Il Campidoglio contesta Associazione 21 luglio: "Il loro piano rom è inattuabile a Roma"

La delegata all'inclusione della giunta Raggi, Monica Rossi, rivendica i traguardi dell'amministrazione a cinque stelle

"Quello che l’Associazione 21 luglio presenta come il piano che permetterà di superare e chiudere i campi rom si basa su una metodologia, come quella del Romact, che seppure funziona in altri paesi europei, in Italia non ha avuto successo ed è del tutto inattuabile a Roma". Queste le parole di Monica Rossi, delegata all'inclusione della giunta Raggi, all'indomani della presentazione del documento programmatico di Associazione 21 luglio che invece sostiene la possibilità di chiudere la 'stagione dei campi rom a Roma' in quattro anni.

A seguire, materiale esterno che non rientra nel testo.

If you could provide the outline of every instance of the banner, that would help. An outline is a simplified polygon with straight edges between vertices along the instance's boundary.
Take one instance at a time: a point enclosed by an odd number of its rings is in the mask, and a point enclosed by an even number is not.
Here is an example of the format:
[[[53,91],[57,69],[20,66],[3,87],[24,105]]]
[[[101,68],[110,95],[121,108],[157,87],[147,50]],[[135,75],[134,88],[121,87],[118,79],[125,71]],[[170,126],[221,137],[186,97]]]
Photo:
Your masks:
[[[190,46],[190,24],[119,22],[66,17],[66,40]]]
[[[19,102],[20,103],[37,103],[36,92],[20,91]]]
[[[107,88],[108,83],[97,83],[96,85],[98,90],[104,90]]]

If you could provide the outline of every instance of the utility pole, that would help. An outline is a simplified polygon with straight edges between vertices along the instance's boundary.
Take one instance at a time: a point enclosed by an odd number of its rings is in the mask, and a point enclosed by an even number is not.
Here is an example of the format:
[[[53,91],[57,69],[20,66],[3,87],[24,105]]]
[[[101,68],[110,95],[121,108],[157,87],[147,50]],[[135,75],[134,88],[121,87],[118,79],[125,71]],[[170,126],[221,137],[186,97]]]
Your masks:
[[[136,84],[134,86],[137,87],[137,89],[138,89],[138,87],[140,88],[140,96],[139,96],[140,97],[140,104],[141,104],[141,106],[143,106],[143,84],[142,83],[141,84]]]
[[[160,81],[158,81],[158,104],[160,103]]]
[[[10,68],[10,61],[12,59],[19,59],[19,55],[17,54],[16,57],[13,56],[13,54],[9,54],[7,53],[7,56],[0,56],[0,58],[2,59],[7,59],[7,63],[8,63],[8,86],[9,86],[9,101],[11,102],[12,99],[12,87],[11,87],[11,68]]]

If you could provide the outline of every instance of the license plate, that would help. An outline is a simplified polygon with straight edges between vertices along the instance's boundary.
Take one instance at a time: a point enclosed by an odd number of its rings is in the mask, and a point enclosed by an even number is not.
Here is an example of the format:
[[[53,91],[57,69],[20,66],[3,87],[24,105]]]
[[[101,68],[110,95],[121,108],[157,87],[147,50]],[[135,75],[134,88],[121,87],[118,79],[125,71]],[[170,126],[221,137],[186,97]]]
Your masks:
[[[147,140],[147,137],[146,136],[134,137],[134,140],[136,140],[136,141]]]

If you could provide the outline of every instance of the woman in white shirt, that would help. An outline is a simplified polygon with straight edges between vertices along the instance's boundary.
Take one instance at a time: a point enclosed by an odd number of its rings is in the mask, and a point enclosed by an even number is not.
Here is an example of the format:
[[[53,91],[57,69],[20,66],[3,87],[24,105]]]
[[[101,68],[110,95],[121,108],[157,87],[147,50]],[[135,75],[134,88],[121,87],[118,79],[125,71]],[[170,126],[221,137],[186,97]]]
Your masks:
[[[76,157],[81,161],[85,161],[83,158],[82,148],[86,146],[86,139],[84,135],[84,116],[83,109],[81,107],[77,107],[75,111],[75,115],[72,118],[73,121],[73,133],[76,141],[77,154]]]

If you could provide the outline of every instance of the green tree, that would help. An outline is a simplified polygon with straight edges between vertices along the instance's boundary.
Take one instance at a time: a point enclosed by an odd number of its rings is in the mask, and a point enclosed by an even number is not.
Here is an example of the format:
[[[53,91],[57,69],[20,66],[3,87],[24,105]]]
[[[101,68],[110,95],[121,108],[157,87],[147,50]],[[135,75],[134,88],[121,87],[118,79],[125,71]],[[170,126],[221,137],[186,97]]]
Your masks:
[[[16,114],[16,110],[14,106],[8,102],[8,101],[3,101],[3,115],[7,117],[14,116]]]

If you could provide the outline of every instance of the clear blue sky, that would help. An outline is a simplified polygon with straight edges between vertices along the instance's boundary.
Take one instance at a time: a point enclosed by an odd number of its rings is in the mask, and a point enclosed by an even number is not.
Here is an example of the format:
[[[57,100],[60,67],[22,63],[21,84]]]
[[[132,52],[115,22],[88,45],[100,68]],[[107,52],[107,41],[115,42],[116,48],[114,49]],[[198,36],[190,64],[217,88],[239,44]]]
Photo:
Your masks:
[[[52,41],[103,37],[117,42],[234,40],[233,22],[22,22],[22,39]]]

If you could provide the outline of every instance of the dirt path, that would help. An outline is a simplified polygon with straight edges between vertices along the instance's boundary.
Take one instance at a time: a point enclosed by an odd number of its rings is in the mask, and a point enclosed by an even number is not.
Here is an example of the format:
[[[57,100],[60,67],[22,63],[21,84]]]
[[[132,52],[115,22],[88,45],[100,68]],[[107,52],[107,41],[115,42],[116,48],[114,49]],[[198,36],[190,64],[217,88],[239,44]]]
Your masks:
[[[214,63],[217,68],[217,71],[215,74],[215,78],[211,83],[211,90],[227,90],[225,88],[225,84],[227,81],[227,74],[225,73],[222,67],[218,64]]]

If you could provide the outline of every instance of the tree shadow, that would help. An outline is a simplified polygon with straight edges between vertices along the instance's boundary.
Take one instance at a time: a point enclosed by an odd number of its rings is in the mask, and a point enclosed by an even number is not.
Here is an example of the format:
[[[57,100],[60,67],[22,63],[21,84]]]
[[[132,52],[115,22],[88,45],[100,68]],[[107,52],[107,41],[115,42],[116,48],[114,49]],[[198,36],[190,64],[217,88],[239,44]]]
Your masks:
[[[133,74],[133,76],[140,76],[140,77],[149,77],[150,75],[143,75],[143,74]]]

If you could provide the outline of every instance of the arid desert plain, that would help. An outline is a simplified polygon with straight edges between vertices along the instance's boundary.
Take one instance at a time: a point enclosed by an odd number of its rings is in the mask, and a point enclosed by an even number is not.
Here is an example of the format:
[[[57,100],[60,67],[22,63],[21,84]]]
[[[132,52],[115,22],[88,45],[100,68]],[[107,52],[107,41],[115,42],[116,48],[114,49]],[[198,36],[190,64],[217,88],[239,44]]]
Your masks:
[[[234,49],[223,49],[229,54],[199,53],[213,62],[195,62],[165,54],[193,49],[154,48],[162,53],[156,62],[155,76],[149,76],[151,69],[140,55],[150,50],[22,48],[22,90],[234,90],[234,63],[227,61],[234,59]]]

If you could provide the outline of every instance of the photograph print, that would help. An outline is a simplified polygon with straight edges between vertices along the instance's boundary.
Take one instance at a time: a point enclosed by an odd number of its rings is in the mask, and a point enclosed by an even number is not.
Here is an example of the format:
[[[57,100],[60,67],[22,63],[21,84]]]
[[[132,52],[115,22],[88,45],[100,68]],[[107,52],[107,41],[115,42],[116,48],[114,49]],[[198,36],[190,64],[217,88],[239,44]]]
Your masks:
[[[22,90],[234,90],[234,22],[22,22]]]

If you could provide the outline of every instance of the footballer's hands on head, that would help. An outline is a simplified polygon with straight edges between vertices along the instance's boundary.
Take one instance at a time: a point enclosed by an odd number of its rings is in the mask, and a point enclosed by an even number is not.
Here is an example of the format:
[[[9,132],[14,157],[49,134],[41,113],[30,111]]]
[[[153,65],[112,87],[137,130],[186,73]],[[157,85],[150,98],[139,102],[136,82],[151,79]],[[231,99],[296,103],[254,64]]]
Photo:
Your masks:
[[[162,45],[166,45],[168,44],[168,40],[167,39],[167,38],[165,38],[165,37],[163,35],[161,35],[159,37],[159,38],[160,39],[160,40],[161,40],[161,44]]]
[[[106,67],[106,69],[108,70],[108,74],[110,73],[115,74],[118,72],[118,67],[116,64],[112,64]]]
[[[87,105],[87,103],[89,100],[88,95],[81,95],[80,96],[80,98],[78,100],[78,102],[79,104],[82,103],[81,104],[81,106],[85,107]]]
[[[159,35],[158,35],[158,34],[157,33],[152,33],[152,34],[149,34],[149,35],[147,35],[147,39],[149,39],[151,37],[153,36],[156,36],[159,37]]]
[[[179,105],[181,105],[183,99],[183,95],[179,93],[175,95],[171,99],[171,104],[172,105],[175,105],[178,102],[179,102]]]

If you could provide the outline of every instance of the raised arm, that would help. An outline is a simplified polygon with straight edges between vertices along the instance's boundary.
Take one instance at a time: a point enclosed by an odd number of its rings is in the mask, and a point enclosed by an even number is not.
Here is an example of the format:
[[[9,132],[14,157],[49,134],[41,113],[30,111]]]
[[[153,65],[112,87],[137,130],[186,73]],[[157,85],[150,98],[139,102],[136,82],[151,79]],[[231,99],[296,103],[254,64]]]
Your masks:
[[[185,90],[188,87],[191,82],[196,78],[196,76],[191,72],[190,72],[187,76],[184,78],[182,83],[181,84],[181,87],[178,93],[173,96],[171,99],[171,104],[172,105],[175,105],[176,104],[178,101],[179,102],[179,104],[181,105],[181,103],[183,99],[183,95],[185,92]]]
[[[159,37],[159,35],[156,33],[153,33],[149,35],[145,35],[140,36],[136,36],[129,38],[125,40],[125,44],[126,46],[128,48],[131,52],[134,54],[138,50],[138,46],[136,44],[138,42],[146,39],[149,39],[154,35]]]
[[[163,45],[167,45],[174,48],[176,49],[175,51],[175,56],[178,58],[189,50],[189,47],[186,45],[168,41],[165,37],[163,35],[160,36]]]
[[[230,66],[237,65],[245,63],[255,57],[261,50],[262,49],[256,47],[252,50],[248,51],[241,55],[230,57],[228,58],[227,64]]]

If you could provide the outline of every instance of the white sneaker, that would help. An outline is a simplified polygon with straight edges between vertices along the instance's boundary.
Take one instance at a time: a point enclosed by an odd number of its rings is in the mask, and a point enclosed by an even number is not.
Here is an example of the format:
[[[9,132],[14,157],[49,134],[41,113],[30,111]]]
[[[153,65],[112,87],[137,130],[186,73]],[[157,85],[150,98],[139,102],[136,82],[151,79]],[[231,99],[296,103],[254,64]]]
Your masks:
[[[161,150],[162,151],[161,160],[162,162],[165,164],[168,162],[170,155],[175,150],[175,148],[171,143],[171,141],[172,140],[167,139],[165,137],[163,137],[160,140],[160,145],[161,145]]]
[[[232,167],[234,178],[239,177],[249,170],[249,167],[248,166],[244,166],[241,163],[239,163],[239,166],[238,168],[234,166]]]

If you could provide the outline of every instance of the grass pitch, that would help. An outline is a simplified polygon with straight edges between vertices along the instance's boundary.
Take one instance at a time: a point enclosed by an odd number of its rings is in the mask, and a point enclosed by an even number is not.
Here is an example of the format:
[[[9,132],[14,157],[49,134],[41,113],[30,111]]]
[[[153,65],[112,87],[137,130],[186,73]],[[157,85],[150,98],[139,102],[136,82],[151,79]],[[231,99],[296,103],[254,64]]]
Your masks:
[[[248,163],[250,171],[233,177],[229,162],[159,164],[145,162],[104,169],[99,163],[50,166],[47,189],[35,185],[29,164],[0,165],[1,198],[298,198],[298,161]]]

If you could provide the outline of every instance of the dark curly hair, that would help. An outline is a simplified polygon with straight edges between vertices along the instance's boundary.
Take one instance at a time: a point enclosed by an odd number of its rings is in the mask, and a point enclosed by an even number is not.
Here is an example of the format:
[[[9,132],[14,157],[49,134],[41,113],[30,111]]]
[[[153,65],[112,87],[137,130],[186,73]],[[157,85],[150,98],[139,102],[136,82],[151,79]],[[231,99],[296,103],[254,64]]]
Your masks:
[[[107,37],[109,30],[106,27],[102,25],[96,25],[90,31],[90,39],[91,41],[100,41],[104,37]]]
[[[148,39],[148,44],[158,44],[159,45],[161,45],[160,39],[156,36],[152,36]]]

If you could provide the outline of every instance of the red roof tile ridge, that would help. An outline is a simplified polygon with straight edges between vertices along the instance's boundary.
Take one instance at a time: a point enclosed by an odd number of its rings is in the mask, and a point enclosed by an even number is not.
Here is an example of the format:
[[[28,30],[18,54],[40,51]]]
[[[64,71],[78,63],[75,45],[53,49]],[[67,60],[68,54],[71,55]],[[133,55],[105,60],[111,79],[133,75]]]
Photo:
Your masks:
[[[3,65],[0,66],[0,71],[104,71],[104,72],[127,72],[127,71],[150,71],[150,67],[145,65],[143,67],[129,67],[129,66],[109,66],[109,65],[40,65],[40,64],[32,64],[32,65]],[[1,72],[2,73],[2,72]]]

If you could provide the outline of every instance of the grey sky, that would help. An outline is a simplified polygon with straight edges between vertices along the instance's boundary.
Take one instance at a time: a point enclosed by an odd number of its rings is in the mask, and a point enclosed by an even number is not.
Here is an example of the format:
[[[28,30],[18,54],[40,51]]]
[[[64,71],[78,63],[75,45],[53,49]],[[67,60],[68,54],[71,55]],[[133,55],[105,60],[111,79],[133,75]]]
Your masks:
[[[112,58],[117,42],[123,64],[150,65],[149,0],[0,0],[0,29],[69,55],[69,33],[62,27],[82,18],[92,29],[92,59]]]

Associazione 21 luglio, da oltre dieci anni impegnata nella difesa dei diritti delle comunità rom, ha presentato lo scorso giovedì, presso la sala stampa della Camera dei deputati, 'Agenda 2021'. Il testo, redatto con l'ausilio di una equipe multidisciplinare di esperti nazionali, presenta la possibilità di superare i campi rom in quattro anni, affrontando sei fasi e sedici azioni con due punti di forza: l’abbandono dell’approccio etnico e il passaggio a una programmazione territoriale per ogni insediamento da superare secondo un modello il più partecipativo possibile.

"Gli incontri tra associazioni, stakeholder, rappresentanti dei campi e gruppi locali, previsti dal programma, hanno portato a scarsi risultati. Lo dimostra il fatto che il progetto, partito nel 2014 nelle grandi città italiane, è poi stato progressivamente interrotto. Dal 2016, infatti, il progetto Romact è presente esclusivamente in quattro piccole città italiane (Agropoli, Garbagnate Milanese, Prato e Trento) le cui dimensioni rendono evidente che non possa essere replicato nella Capitale" ha aggiunto Rossi.

Per il Campidoglio, invece, il 'piano rom' presentato dalla sindaca Virginia Raggi nel 2017 ha la 'forza metodologica nell'approccio uno a uno - ha continuato la delegata all'inclusione - La progressiva inclusione degli abitanti dei campi verso occupazioni lavorative e abitazioni decenti, infatti, è solo ed esclusivamente il risultato del costante lavoro che questa Amministrazione sta portando avanti da 5 anni. È il frutto dei numerosi colloqui che i funzionari dell’Ufficio Rom Sinti e Caminanti svolgono quotidianamente come strumento motivazionale e di riflessione per un gruppo di persone che per anni ha subito solo interventi di contenimento, puramente assistenziali".

Infine, Rossi ha ricordato i 'risultati concreti': "Sono infatti già stati chiusi tre campi – Schiavonetti, Camping River e Foro Italico – abbiamo sgomberato una parte importante del campo di Castel Romano, mentre i campi di Barbuta e Monachina hanno visto una riduzione delle presenze di oltre il 70%" ha concluso.